Size is more important than age because a doe needs to be big enough to safely give birth, and growth can vary. A female goat should be about 2/3 of her adult weight before being bred. For my Nigerian dwarf does, that means I don’t breed them until they weigh 40 pounds, whereas you might not breed a standard size doe until she is closer to 100 pounds if her expected mature weight is 150 pounds.
Do I need to dry up my milk goat before breeding her?
No. The standard lactation for a dairy goat (or cow) is 10 months, which means they continue milking through most of their pregnancy and are dried off only two months before giving birth again. This is not even a question for those with sheep because they have much shorter lactations and have already dried up long before breeding season begins.
Do I need to “flush” my does or ewes before breeding?
Flushing is the practice of feeding highly nutritious feed prior to and during breeding season with the idea that it will improve fertility and pregnancy rates. The idea is not a bad one, but ideally, your animals are always fed a highly nutritious diet. If an animal is undernourished, it will have fertility problems. Some people believe that flushing will result in more multiple births, but overfeeding an animal won’t trump its genetics, which is what ultimately dictates how many eggs are released.
Can I breed a goat to its mother, father, brother, or sister?
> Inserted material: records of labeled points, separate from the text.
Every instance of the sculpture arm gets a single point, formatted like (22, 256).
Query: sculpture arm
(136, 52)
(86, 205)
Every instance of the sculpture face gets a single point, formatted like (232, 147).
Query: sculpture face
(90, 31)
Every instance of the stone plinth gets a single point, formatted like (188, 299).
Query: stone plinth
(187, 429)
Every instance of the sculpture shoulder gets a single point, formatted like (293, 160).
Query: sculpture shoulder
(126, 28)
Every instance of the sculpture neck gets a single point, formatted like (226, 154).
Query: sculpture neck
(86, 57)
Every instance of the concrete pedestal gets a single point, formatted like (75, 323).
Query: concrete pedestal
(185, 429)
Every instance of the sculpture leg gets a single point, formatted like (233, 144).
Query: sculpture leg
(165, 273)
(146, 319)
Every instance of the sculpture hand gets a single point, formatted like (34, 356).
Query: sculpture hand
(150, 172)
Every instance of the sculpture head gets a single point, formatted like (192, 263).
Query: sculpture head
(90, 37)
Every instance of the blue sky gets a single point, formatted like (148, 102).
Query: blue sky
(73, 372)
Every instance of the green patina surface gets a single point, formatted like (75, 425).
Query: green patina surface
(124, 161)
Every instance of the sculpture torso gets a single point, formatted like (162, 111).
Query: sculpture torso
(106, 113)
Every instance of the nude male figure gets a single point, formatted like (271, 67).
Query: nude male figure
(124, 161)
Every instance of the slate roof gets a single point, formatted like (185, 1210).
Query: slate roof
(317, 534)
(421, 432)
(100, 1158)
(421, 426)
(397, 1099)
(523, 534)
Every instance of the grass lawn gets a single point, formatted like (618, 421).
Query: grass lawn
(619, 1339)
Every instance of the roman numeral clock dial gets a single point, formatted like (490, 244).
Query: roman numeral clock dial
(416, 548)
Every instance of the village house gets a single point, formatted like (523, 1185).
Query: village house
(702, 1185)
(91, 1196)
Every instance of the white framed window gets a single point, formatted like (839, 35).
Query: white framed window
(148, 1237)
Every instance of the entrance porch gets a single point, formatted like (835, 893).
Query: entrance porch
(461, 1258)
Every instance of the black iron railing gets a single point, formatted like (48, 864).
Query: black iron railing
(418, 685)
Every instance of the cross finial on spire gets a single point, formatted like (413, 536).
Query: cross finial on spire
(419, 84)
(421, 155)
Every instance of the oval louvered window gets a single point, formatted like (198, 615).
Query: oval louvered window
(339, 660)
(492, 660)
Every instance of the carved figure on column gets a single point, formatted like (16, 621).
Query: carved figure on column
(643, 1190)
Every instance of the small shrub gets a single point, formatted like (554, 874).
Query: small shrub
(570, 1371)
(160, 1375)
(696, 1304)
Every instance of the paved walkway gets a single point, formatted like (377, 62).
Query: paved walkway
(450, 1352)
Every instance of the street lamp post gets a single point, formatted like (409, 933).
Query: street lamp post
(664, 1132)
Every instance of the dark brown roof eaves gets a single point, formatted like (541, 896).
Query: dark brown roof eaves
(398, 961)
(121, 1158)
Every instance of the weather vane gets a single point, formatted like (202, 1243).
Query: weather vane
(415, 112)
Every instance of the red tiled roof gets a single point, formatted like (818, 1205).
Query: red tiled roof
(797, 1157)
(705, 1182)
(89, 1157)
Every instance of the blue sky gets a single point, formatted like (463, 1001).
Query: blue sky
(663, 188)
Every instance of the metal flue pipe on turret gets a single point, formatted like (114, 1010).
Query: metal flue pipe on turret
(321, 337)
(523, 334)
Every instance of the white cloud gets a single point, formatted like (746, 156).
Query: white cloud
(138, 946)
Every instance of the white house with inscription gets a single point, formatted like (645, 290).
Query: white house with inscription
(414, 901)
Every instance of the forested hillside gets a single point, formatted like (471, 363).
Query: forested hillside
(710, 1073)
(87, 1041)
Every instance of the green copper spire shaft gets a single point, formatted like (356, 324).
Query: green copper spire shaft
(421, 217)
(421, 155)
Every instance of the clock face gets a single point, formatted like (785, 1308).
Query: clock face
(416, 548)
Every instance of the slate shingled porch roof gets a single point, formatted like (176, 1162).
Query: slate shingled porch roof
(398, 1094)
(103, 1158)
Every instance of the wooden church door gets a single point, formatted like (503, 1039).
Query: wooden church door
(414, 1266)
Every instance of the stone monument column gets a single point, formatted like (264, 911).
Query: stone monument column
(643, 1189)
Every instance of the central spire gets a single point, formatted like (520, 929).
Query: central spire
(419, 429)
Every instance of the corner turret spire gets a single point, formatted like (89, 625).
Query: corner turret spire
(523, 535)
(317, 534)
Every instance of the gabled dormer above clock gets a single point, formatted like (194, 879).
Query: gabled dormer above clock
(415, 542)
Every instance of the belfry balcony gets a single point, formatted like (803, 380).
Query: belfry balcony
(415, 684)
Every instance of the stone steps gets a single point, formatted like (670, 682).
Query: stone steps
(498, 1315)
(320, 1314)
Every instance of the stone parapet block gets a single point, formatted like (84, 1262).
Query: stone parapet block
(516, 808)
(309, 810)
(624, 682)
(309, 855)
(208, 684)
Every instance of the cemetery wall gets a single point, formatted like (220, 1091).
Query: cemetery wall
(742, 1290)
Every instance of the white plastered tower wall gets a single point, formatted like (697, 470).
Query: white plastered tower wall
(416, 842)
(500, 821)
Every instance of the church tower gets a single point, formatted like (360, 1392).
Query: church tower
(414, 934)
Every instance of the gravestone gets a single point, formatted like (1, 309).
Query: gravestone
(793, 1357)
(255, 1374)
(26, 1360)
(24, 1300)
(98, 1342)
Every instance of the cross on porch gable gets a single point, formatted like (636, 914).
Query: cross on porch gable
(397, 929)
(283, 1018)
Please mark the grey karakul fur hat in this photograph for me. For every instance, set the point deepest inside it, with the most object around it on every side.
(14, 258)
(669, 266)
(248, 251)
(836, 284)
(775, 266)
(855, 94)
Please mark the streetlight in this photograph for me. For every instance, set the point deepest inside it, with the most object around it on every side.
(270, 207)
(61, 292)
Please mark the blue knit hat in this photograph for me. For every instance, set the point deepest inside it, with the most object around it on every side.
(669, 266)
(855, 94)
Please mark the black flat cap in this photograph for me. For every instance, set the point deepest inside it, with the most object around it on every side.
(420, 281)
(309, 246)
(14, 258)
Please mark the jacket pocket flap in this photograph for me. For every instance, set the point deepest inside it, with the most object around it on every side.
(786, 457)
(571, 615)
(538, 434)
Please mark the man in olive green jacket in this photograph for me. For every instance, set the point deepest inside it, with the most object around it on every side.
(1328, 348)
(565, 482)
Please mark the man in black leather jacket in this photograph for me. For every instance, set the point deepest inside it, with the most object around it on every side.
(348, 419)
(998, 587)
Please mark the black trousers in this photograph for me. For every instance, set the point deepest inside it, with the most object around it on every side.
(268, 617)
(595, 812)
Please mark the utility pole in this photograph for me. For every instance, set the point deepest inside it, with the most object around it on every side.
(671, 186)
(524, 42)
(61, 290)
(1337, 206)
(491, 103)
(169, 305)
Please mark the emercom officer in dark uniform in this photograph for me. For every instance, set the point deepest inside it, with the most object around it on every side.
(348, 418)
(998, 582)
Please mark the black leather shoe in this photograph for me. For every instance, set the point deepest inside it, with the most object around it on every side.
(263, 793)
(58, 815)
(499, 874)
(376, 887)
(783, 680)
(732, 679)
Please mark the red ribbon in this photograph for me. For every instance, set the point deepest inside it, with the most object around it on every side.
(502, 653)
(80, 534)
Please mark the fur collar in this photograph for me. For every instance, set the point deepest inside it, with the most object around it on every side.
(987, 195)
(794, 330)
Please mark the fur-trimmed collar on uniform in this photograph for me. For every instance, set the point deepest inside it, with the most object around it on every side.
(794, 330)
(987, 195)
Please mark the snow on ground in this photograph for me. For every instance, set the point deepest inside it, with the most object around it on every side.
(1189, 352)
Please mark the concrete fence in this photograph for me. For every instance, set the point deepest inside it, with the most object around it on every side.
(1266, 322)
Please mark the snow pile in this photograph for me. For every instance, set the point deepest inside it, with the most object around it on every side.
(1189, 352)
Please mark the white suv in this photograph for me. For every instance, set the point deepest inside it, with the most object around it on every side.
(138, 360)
Yes, you can, but you may not get the best results. There is a saying that, “You get trash or treasure when inbreeding,” because it concentrates genes, and you have no control over whether it concentrates the best or worst genes. Click here for a detailed discussion on inbreeding.
Can I just let my buck or ram run with the females during this time of year?
It depends on whether you want a more precise due date. Goats and sheep tend to be quite prompt about giving birth around 147 to 150 days, plus or minus two or three, so if you know when they were bred, odds are much better that you will be able to be around when they give birth.
If you have milk goats, you probably don’t want a buck near your does any more than absolutely necessary because they can make the milk stinky if they rub their head on a doe’s udder, which I have seen. When that happens, that doe gets milked last because it also means my hands are going to stink after handling the udder. (It is a myth that having a buck on your farm makes the milk stink. The buck needs to be in physical contact with a doe to affect her milk.)
Depending upon how much time you spend with your sheep or goats, it may be more or less challenging to know when the females are in heat and take them to the male to be bred at that time. Because milk goats are handled daily, it tends to be much easier to spot a doe in heat. Pen breeding is more common with shepherds than goatherds but is ultimately a matter of personal preference.